The following is an excerpt from a report compiled by Michael Pachter of Wedbush Securities.
Electronic Arts (NASDAQ:EA) Q4 results came in line with the negative pre-announcement. Revenue was $1.04 billion, compared with our estimate of $1.025 billion, the consensus estimate of $1.03 billion, and guidance of $1.025-$1.125 billion. New release SimCity performed better than expected, while other new releases, Crysis 3 and Dead Space 3, underperformed expectations. EPS was $0.55, compared with our estimate of $0.56, the consensus estimate of $0.58, and guidance of $0.57-$0.72. EPS was below expectations due in large part to $16 million of severance costs.
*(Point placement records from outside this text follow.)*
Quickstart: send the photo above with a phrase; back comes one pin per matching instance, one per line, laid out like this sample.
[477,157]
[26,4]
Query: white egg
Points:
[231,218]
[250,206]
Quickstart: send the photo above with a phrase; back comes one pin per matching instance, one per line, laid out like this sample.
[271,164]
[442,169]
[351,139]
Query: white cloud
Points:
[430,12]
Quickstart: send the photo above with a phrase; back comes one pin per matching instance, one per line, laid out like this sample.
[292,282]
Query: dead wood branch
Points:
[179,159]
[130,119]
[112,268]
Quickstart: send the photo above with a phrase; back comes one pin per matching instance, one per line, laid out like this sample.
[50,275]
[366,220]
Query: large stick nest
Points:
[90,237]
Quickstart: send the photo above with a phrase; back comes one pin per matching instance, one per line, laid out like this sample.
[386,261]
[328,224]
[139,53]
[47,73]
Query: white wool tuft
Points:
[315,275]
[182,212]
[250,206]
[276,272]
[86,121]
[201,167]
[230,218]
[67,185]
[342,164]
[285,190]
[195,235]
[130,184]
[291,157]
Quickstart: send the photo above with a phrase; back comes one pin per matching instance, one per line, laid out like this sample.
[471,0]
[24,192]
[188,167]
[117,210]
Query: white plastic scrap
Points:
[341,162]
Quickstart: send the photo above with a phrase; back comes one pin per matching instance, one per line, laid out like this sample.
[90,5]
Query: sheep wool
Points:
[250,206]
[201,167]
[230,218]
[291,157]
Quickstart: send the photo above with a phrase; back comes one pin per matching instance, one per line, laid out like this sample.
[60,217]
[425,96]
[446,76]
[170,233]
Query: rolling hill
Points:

Bullish FY:14 guidance. Management provided initial FY:14 guidance for revenue of $4.0 billion and EPS of $1.20, compared to FY:13 results of revenue of $3.793 billion and EPS of $0.84. FY:14 top-line guidance reflects packaged goods softness, the challenges of the console transition, and fewer major titles. Packaged goods and distribution revenue is expected to be up 7 percent y-o-y, driven in large part by the release of Battlefield 4. Digital revenue is expected to be up 4 percent.
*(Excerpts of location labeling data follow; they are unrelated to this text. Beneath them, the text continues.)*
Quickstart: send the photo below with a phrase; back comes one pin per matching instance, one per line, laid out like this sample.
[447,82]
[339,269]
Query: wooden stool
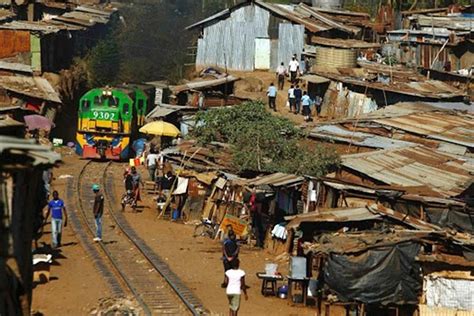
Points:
[304,287]
[269,283]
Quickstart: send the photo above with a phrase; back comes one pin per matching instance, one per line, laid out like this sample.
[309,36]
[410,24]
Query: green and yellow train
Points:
[109,119]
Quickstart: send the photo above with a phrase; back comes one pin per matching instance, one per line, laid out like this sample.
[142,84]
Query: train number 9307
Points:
[99,115]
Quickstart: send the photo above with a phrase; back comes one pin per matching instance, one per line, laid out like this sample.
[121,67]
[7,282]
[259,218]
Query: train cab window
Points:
[86,104]
[126,108]
[113,101]
[98,100]
[141,104]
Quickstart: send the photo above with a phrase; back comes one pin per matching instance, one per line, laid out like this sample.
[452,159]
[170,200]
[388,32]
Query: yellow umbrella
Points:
[160,128]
Decreasing our FY:14 estimates for revenue to $4.06 billion from $4.25 billion and for EPS to $1.25 from $1.58 to reflect guidance.
Strong digital growth continues. Digital revenue increased by 45 percent year-over-year to $618 million in Q4:13 as extra content and free-to-play grew 45 percent (driven primarily by FIFA, Bejeweled Blitz, and Star Wars) and subscriptions, advertising and other digital revenue grew 54 percent (driven by Battlefield 3 Premium). EA’s Origin platform contributed 65 percent in full game downloads growth. The company projected digital revenues to grow from $1.66 billion in FY:13 to $1.7 billion in FY:14.
New console introductions from Sony (NYSE:SNE) and Microsoft (NASDAQ:MSFT) are expected in FY:14, with the potential to reinvigorate consumer interest in games. While only Sony has announced a new console so far, Microsoft has an event scheduled for later this month, and we expect both to launch consoles during the year.
Maintaining our OUTPERFORM rating, but raising our 12-month price target to $26 from $25. Our revised price target values EA at a forward P/E of 18x our $1.25 EPS estimate, plus roughly $4 in net cash per share. The P/E multiple we have assigned is a discount to EA’s historical multiple, but is in line with the current market multiple, reflecting superior growth prospects offset by recent execution missteps. Electronic Arts shares are on the Wedbush Securities Investment Committee’s Best Ideas List.
Michael Pachter is an analyst at Wedbush Securities.